Imam Ahmad kemudian bermaksud tidur di teras masjid. Tapi ketika sudah berbaring di sana, penjaga itu datang lagi dan marah-marah kepadanya.
"Mau apa lagi syekh?" tanya penjaga masjid tersebut.
"Mau tidur, saya musafir," jawab Imam Ahmad.
Lalu penjaga itu berkata, "Di dalam masjid tidak boleh, di teras masjid juga tidak boleh."
Imam Ahmad pun diusir lagi. Ia bercerita, "Saya didorong-dorong sampai jalanan."
Kemudian di samping masjid ada penjual roti, tepatnya berada di sebuah rumah kecil. Di sana membuat sekaligus menjual roti.
Penjual roti tersebut sedang membuat adonan. Ia melihat kejadian Imam Ahmad didorong-dorong oleh penjaga masjid tadi.
Saat Imam Ahmad sampai di jalanan, penjual roti itu memanggil dari jauh, "Silakan kemari syekh, Anda boleh menginap di tempat saya. Saya punya tempat, meskipun kecil."
"Baik," ujar Imam Ahmad.
Ia lalu masuk ke rumahnya, duduk di belakang penjual roti yang sedang membuat adonan. Imam Ahmad tidak memperkenalkan siapa dirinya, hanya menyatakan sebagai musafir.
Penjual roti ini punya perilaku unik.
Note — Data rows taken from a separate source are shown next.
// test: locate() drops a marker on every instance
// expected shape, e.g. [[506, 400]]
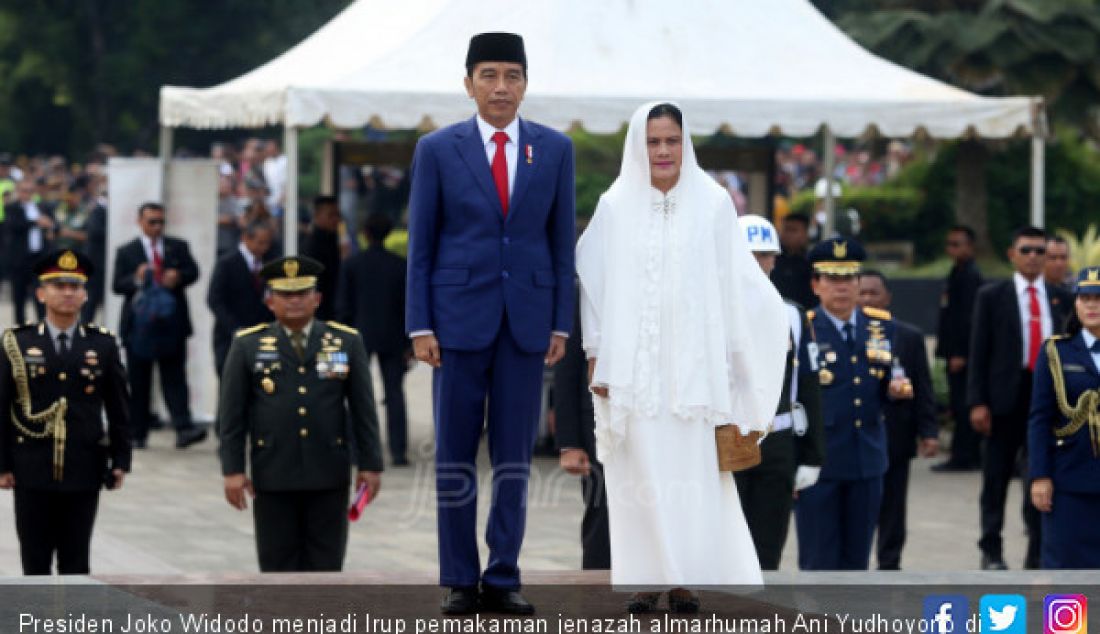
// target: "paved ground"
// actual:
[[171, 517]]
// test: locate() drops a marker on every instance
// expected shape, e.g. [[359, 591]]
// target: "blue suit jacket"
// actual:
[[1069, 461], [851, 400], [468, 264]]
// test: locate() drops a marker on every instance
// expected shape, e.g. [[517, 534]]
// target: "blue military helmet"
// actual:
[[759, 233], [837, 257], [1088, 281]]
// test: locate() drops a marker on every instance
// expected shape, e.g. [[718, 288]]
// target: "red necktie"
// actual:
[[501, 170], [157, 265], [1034, 327]]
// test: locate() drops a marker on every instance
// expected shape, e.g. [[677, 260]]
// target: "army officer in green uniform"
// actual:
[[296, 396]]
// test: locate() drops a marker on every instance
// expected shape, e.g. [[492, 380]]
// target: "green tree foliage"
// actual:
[[74, 73]]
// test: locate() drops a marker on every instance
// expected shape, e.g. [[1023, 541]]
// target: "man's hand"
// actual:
[[574, 461], [238, 491], [981, 419], [956, 363], [597, 390], [171, 279], [930, 447], [1043, 494], [901, 390], [557, 350], [426, 348], [373, 481]]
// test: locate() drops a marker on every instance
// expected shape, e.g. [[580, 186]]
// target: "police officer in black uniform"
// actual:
[[296, 396], [56, 379]]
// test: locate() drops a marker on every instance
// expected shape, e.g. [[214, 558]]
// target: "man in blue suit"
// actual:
[[490, 301], [836, 517]]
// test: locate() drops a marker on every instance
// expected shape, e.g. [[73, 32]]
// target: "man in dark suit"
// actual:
[[57, 378], [29, 229], [156, 260], [372, 299], [490, 304], [296, 397], [575, 437], [322, 243], [909, 423], [235, 295], [1011, 319], [793, 273], [953, 343]]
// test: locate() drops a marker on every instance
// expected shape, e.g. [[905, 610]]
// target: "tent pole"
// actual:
[[290, 203], [1038, 168], [829, 166], [165, 160]]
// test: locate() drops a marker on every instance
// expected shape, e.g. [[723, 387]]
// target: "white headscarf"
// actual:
[[730, 329]]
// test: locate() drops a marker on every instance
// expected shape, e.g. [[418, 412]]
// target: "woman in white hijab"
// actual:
[[683, 332]]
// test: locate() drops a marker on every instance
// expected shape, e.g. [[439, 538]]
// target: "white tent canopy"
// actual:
[[750, 66], [754, 66]]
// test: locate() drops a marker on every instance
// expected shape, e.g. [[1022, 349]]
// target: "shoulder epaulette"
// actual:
[[340, 326], [877, 313], [251, 329]]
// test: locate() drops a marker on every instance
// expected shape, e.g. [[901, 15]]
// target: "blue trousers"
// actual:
[[505, 383], [835, 520]]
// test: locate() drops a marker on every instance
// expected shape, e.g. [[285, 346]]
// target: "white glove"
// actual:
[[806, 476]]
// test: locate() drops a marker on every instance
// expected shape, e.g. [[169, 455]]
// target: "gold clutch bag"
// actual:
[[736, 452]]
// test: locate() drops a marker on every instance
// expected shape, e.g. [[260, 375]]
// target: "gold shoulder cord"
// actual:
[[1087, 408], [52, 418]]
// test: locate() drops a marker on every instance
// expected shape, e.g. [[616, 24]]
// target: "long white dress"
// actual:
[[688, 334], [675, 520]]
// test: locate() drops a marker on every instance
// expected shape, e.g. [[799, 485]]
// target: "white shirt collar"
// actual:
[[839, 323], [1022, 284], [486, 130], [305, 329], [249, 258]]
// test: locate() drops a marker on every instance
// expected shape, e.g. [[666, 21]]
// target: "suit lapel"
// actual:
[[473, 152], [1013, 315], [525, 171]]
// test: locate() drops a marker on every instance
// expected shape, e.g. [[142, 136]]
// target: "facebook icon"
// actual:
[[945, 614]]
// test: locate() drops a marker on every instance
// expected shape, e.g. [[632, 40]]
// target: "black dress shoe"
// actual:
[[460, 601], [683, 603], [505, 601], [189, 436], [990, 563], [642, 603]]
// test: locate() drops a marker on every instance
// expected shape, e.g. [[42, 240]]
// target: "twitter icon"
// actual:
[[1003, 614]]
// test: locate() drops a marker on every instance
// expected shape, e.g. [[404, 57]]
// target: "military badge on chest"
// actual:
[[331, 360]]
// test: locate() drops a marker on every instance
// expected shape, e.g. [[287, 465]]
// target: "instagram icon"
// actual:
[[1065, 614]]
Kalau Imam Ahmad mengajak berbicara, dijawabnya. Kalau tidak, dia terus membuat adonan roti sambil melafalkan istighfar, "Astaghfirullah."
Ketika meletakkan garam, "Astaghfirullah." Memecahkan telur, "Astaghfirullah." Mencampur gandum, "Astaghfirullah." Selalu mengucap istighfar.